Boost C++ Libraries Home Libraries People FAQ More

PrevUpHomeNext

Employee - Parsing into structs

It's a common question in the Spirit Mailing List: How do I parse and place the results into a C++ struct? Of course, at this point, you already know various ways to do it, using semantic actions. There are many ways to skin a cat. Spirit X3, being fully attributed, makes it even easier. The next example demonstrates some features of Spirit X3 that make this easy. In the process, you'll learn about:

First, let's create a struct representing an employee:

namespace client { namespace ast
{
    struct employee
    {
        int age;
        std::string surname;
        std::string forename;
        double salary;
    };
}}

Then, we need to tell Boost.Fusion about our employee struct to make it a first-class fusion citizen that the grammar can utilize. If you don't know fusion yet, it is a Boost library for working with heterogeneous collections of data, commonly referred to as tuples. Spirit uses fusion extensively as part of its infrastructure.

In fusion's view, a struct is just a form of a tuple. You can adapt any struct to be a fully conforming fusion tuple:

BOOST_FUSION_ADAPT_STRUCT(
    client::ast::employee,
    (int, age)
    (std::string, surname)
    (std::string, forename)
    (double, salary)
)

Now we'll write a parser for our employee. Inputs will be of the form:

employee{ age, "surname", "forename", salary }

Here goes:

namespace parser
{
    namespace x3 = boost::spirit::x3;
    namespace ascii = boost::spirit::x3::ascii;

    using x3::int_;
    using x3::lit;
    using x3::double_;
    using x3::lexeme;
    using ascii::char_;

    x3::rule<class employee, ast::employee> const employee = "employee";

    auto const quoted_string = lexeme['"' >> +(char_ - '"') >> '"'];

    auto const employee_def =
        lit("employee")
        >> '{'
        >>  int_ >> ','
        >>  quoted_string >> ','
        >>  quoted_string >> ','
        >>  double_
        >>  '}'
        ;

    BOOST_SPIRIT_DEFINE(employee);
}

The full cpp file for this example can be found here: ../../../example/x3/employee.cpp

Let's walk through this one step at a time (not necessarily from top to bottom).

Rule Declaration
x3::rule<class employee, ast::employee> employee("employee");
Lexeme
lexeme['"' >> +(char_ - '"') >> '"'];

lexeme inhibits space skipping from the open brace to the closing brace.
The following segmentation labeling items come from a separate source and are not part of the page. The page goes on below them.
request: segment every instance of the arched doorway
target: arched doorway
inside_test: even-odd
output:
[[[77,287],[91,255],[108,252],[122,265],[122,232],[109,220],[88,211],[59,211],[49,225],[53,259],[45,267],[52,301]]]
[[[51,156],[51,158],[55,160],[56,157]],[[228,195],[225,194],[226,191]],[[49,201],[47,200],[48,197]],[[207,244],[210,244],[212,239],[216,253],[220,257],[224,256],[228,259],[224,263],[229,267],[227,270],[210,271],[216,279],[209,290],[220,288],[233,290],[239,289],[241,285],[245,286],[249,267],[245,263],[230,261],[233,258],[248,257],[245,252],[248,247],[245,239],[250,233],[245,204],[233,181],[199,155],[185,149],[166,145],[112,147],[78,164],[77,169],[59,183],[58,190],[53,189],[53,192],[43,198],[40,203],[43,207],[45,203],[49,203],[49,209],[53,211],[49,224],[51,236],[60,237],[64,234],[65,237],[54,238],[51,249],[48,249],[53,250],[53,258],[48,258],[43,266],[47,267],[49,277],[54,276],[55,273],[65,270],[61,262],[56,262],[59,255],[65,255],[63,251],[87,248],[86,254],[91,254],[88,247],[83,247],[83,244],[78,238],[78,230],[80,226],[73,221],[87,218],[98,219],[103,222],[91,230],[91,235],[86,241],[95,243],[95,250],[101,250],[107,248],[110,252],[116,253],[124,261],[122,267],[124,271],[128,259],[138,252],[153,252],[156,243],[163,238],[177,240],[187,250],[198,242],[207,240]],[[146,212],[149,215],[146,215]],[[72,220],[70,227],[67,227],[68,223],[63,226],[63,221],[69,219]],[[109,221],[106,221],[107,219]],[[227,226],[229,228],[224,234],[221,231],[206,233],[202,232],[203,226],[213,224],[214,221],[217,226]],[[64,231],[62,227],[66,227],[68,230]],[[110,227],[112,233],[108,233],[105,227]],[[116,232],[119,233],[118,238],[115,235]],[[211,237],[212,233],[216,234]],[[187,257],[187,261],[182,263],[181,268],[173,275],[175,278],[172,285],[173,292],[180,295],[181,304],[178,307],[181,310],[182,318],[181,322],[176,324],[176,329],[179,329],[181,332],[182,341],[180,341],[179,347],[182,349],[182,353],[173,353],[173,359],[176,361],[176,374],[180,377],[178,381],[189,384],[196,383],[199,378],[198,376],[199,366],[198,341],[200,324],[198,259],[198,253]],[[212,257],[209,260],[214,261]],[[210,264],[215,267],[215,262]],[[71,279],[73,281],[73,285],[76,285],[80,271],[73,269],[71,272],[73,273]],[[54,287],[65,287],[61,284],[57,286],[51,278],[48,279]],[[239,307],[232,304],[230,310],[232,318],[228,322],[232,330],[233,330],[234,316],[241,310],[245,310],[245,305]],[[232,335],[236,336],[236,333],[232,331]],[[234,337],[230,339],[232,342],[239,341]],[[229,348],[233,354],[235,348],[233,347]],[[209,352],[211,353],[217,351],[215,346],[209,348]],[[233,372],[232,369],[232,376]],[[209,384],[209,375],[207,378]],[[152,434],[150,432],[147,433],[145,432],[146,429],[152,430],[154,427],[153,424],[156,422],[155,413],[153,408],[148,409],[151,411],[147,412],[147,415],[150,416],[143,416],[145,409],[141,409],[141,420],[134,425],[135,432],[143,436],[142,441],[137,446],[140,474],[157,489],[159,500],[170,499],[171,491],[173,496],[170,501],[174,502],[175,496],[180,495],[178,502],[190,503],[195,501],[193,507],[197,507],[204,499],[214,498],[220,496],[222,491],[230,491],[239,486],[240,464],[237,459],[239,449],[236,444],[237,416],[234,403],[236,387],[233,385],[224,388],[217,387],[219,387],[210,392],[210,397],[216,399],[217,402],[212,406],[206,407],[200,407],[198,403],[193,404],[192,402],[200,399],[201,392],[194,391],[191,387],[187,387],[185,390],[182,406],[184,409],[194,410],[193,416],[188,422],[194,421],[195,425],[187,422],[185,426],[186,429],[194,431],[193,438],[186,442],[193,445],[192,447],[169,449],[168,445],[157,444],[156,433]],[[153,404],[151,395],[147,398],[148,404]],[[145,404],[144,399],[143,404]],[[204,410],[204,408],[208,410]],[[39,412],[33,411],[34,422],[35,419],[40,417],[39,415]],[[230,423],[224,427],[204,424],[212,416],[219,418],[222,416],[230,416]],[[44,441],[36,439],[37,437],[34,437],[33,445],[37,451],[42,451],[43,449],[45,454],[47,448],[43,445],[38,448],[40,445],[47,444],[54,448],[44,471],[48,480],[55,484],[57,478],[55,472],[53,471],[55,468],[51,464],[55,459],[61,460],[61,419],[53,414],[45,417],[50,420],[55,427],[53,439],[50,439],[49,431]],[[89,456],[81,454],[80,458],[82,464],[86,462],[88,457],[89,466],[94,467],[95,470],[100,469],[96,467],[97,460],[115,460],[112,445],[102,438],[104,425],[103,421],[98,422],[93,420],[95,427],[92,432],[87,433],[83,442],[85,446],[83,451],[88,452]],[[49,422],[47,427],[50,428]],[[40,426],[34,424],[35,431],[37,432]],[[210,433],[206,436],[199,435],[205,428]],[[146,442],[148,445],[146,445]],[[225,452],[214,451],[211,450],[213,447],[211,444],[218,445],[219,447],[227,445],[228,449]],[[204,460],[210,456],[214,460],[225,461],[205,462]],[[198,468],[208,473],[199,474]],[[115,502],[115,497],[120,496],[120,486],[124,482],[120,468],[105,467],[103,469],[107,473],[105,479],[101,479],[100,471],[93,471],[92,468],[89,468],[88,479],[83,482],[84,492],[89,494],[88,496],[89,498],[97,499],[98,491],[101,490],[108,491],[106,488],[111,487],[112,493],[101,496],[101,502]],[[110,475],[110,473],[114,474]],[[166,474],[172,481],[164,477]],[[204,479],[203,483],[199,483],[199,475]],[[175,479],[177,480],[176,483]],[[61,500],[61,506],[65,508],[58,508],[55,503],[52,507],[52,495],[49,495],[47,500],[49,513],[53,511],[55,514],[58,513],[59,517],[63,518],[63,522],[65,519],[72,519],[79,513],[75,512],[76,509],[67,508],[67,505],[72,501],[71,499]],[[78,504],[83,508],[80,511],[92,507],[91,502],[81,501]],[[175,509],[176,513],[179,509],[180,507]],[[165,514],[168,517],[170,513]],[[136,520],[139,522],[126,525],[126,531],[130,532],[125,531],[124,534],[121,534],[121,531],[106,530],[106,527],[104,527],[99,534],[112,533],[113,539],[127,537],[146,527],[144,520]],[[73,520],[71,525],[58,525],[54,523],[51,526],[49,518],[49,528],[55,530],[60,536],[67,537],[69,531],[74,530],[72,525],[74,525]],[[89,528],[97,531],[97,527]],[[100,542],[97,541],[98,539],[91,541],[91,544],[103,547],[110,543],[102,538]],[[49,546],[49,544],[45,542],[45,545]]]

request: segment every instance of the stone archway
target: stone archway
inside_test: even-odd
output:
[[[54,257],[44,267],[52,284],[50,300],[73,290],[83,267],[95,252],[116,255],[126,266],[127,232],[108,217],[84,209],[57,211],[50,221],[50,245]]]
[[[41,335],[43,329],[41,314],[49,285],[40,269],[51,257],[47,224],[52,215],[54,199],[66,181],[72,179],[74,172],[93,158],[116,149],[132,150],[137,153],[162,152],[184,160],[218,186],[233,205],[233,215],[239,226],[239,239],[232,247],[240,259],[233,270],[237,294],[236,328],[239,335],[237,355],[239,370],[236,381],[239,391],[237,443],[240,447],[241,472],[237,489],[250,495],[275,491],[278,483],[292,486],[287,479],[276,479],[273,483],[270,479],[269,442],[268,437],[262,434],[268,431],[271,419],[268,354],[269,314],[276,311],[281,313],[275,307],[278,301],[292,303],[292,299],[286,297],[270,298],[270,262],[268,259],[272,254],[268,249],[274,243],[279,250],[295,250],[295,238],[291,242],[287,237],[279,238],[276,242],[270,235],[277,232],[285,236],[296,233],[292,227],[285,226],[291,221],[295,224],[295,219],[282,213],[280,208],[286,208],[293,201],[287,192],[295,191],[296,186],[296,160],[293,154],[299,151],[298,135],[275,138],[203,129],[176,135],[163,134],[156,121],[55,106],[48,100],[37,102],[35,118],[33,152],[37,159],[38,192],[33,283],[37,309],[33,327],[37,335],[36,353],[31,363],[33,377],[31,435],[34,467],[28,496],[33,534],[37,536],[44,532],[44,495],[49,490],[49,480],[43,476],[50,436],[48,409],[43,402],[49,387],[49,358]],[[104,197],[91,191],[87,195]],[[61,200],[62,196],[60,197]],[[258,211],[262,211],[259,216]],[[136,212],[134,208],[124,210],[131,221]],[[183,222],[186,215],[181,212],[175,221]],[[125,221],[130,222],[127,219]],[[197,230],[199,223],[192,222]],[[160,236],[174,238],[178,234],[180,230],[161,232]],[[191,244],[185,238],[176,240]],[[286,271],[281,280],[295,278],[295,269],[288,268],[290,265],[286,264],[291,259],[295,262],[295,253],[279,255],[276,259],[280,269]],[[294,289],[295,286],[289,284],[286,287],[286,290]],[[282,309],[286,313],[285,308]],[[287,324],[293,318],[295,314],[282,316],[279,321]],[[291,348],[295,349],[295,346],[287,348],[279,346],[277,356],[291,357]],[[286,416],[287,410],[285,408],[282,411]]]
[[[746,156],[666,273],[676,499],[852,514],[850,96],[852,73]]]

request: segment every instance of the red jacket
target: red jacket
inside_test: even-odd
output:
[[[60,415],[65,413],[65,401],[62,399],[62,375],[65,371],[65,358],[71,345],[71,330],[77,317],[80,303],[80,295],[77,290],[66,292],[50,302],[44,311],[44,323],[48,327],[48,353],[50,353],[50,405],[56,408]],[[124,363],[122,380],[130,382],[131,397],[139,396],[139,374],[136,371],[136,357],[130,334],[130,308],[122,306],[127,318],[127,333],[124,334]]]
The expression parses quoted strings.

+(char_ - '"')

parses one or more chars, except the double quote. It stops when it sees a double quote.

Difference

The expression:

a - b

parses a but not b. Its attribute is just A; the attribute of a. b's attribute is ignored. Hence, the attribute of:

char_ - '"'

is just char.

Plus
+a

is similar to Kleene star. Rather than match everything, +a matches one or more. Like it's related function, the Kleene star, its attribute is a std::vector<A> where A is the attribute of a. So, putting all these together, the attribute of

+(char_ - '"')

is then:

std::vector<char>
Sequence Attribute

Now what's the attribute of

'"' >> +(char_ - '"') >> '"'

?

Well, typically, the attribute of:

a >> b >> c

is:

fusion::vector<A, B, C>

where A is the attribute of a, B is the attribute of b and C is the attribute of c. What is fusion::vector? - a tuple.

[Note] Note

If you don't know what I am talking about, see: Fusion Vector. It might be a good idea to have a look into Boost.Fusion at this point. You'll definitely see more of it in the coming pages.

Attribute Collapsing

Some parsers, especially those very little literal parsers you see, like '"', do not have attributes.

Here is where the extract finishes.